Même il avait des malades, et ce qui faisait endiabler les Purgon de son temps, c’est qu’il les traitait par les distractions et le rire, et qu’il les guérissait, paraît-il.
Avec privilége royal, il avait fondé un bureau de rencontre, sorte d’office de publicité, comptoir des vingt-cinq mille adresses du temps, où chaque jour se pressait une foule de gens en quête de renseignements. Nombre d’oisifs s’y donnaient rendez-vous; les nouvellistes en titre, coureurs de cancans, ne tardèrent pas à y venir aussi. On y causait. Tous les bruits de la ville et de la cour y avaient leur écho.
Renaudot eut l’idée d’utiliser tous ces gens. Il n’avait qu’à écouter pour être l’homme le mieux informé de Paris; il écouta. Puis, il nota tout ce qu’il avait entendu, le rédigea, le fit recopier, et c’est ainsi qu’il distribuait à ses malades des nouvelles à la main qui chaque jour les renseignaient au plus juste.
Les Nouvelles bientôt firent fureur. C’était à qui serait malade pour obtenir la faveur d’un exemplaire. Renaudot ne savait ou donner de la lancette; quant à ses copistes, ils ne pouvaient suffire.
Il demanda l’autorisation d’imprimer ses nouvelles, l’obtint, et le 30 mai 1631, le premier de nos journaux paraissait sous le titre de Gazette, nom emprunté à l’italien, de gazza, pie, oiseau bavard.
Le succès de Renaudot fut immense; il eut bientôt une nuée d’ennemis acharnés; mais il avait bec et ongles, et une plume, et une presse, et la protection du roi. Il se moquait des envieux.
Son exemple cependant ne fut pas suivi. Louis XIII se doutait-il du tintouin que donnerait la presse à ses successeurs? Il n’y eut pas de prime d’encouragement pour les journalistes, et dix-neuf ans le médecin régna seul.
En 1650 seulement se fonda un autre journal, en vers celui-ci, la Gazette burlesque de Loret, le plus insipide de tous ceux qui jamais ont tenu une plume, courtisan achevé, d’ailleurs, et chroniqueur utile aujourd’hui.
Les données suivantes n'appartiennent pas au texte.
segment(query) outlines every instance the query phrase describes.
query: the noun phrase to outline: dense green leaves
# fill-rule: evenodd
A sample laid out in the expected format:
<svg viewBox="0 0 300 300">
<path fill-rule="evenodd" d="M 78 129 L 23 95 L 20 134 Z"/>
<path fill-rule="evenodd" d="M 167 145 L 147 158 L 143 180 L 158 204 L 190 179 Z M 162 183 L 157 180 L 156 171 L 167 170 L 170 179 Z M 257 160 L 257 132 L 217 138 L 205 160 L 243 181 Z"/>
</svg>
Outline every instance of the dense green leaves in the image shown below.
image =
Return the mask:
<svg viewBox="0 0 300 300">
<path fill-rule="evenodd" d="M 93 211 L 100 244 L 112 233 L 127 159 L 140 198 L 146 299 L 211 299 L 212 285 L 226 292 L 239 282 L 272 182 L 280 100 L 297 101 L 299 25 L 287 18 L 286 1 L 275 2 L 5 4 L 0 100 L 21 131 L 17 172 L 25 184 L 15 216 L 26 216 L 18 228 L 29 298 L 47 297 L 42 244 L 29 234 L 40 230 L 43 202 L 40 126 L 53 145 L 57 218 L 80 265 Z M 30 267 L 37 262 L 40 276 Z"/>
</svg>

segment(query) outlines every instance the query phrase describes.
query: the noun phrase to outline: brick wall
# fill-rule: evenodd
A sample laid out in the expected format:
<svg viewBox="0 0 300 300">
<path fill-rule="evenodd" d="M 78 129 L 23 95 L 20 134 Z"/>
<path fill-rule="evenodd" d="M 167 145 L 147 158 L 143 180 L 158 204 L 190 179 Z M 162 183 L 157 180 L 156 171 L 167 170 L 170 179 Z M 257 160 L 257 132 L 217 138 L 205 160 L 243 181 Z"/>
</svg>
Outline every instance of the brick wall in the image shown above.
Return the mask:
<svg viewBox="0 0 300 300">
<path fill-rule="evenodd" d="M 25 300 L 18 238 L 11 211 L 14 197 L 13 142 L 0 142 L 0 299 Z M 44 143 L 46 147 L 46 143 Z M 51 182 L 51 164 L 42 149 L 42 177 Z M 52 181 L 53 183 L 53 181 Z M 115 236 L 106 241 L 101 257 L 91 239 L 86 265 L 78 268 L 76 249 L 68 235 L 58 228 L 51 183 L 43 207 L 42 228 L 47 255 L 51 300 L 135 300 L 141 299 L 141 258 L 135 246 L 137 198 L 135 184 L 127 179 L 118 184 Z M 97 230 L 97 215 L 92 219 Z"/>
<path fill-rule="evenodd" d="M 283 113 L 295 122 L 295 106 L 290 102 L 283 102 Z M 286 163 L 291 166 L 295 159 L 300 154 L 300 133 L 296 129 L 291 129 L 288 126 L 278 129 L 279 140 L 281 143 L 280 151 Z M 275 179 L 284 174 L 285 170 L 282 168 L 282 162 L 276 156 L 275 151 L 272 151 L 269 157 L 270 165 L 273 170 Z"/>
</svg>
En 1672 seulement parut le Mercure galant, fondé sur un plan excellent par Doneau de Vizé, et qui, jusqu’à la Restauration, resta le premier de tous les recueils périodiques.
Mais là n’était pas le petit journal.
Il existait, mais mystérieusement. Il paraissait manuscrit, ou «imprimé à la campagne.» Le petit journal était alors la «nouvelle à la main» qui se colportait jusque sous le manteau de marbre des cheminées de Versailles. Plus d’un bon mot, plus d’une verte épigramme fit froncer le royal sourcil du monarque-soleil, du divin Deodatus.
Le règne de Louis XIV fut un bon temps pour l’esprit, bien qu’il combattît à la sourdine. Les ridicules foisonnaient; la cour amusait la ville. Pour railler, il ne fallait que regarder autour de soi. La cour, la finance, la magistrature, l’armée, la bourgeoisie, le clergé posaient alors en plein soleil pour tout le monde, et aussi pour Molière qui les a fait poser pour la postérité.
Mais l’esprit ne tarda pas à viser plus haut: l’audacieux s’attaqua au roi. Oui, à l’auguste personne du roi, et aussi à la personne sacrée de ses maîtresses. Jupiter indigné agita sa perruque, l’Olympe trembla.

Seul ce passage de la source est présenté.